Building a hundred million store search system based on Tablestore multi index

3. SDK Download

Use the SDK with multiple index (searchindex), official website address, temporary Java, go node.js Three kinds of SDKs add new functions

java-SDK

<dependency>
    <groupId>com.aliyun.openservices</groupId>
    <artifactId>tablestore</artifactId>
    <version>4.8.0</version>
</dependency>

go-SDK

$ go get github.com/aliyun/aliyun-tablestore-go-sdk

Nodejs-SDK

$ npm install [email protected]

4. Table design

The sample of store retrieval system is simple to use a store table, mainly including fields: store type, store name, store location, average score of store, per capita consumption consumption, etc. The table is designed as follows:
Table name: Geo_ positon

Building a hundred million store search system based on Tablestore multi index

3、 Start building (core code)

1. Create data table

Users only need to create a “store information table” under the instance that has completed the test invitation: create and manage the data table through the console (users can also create it directly through the SDK)

Building a hundred million store search system based on Tablestore multi index

2. Create data table index

Tablestore automatically synchronizes the full and incremental index data: users can create and manage indexes through the console (or create indexes through the SDK)

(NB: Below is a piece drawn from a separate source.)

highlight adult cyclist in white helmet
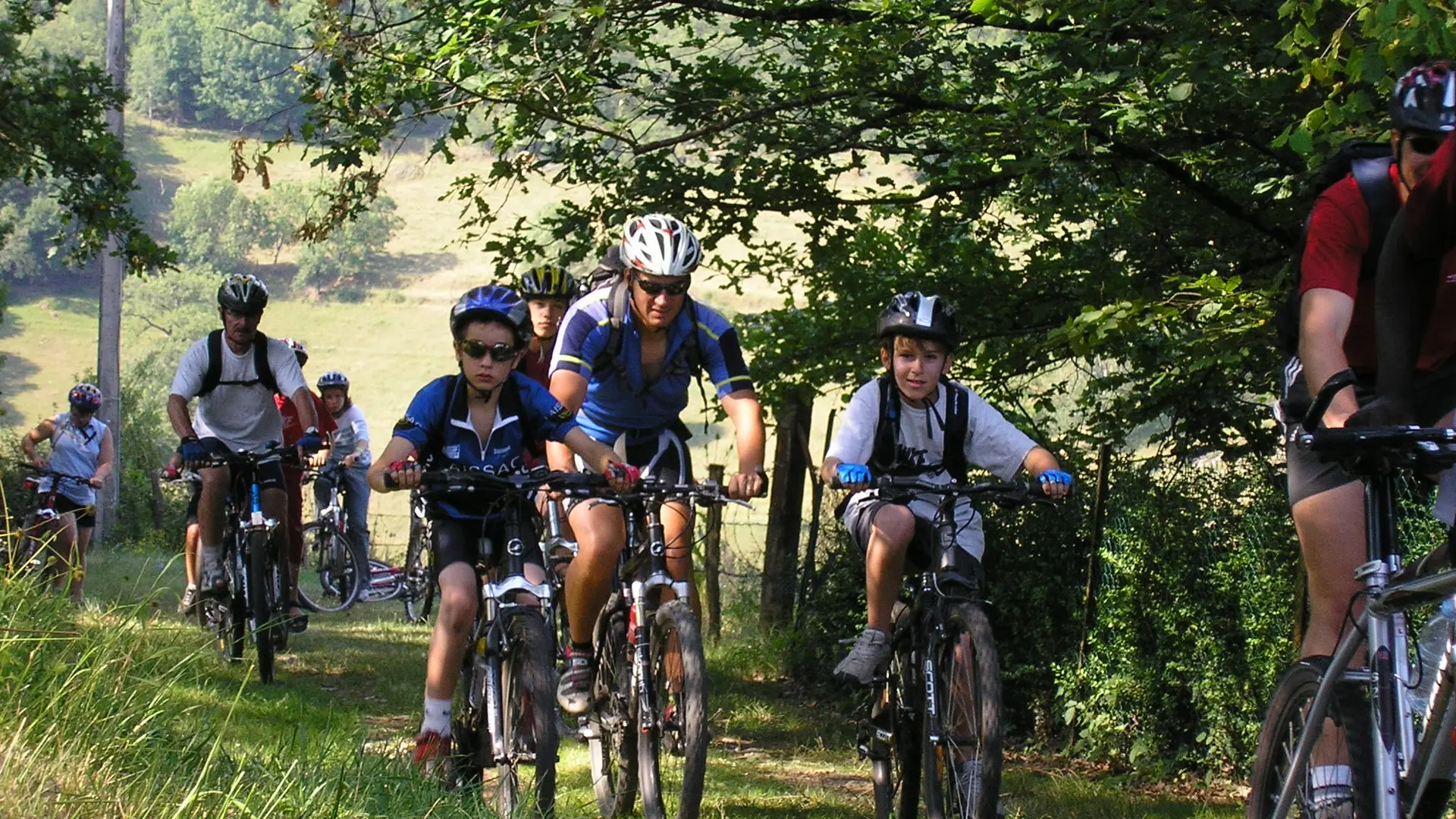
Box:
[548,214,766,714]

Building a hundred million store search system based on Tablestore multi index

Building a hundred million store search system based on Tablestore multi index

3. Data import

Insert test data (100 million pieces of data are inserted in the sample console, and users can insert a small amount of test data themselves);

Building a hundred million store search system based on Tablestore multi index

Building a hundred million store search system based on Tablestore multi index

4. Data reading

There are two types of data reading:

Primary key read

Get the primary key column based on the native table storage: getrow, getrange, batchgetrow, etc. Primary key reading is used for index (automatic) reverse query. Users can also provide single query page of primary key (order MD5), and the query speed is extremely fast under the order of 100 million. Single primary key query method does not support multi-dimensional retrieval;

Store index read

Based on the new searchindex function, query: search interface. Users can freely design multi-dimensional conditional combination queries of index fields. Through setting and selecting different query parameters, different query conditions and different sorting methods are constructed. At present, it supports: precise query, range query, prefix query, matching query, wildcard query, phrase matching query, word segmentation string query, and Boolean and, or combination.
For example, [“36.76613111.41461” milk tea shop within 1km around it], the query conditions are as follows:

List<Query> mustQueries = new ArrayList<Query>();

TermQuery termQuery = new TermQuery();
termQuery.setFieldName("type");
termQuery.setTerm ( ColumnValue.fromString (milk tea));
mustQueries.add(termQuery);

GeoDistanceQuery geoDistanceQuery = new GeoDistanceQuery();
geoDistanceQuery.setFieldName("pos");
geoDistanceQuery.setCenterPoint("36.76613,111.41461");
geoDistanceQuery.setDistanceInMeter(1000);
mustQueries.add(geoDistanceQuery);

BoolQuery boolQuery = new BoolQuery();
boolQuery.setMustQueries(mustQueries);

Author: Tan Tan

Reading the original

This article is the original content of yunqi community, which can not be reproduced without permission.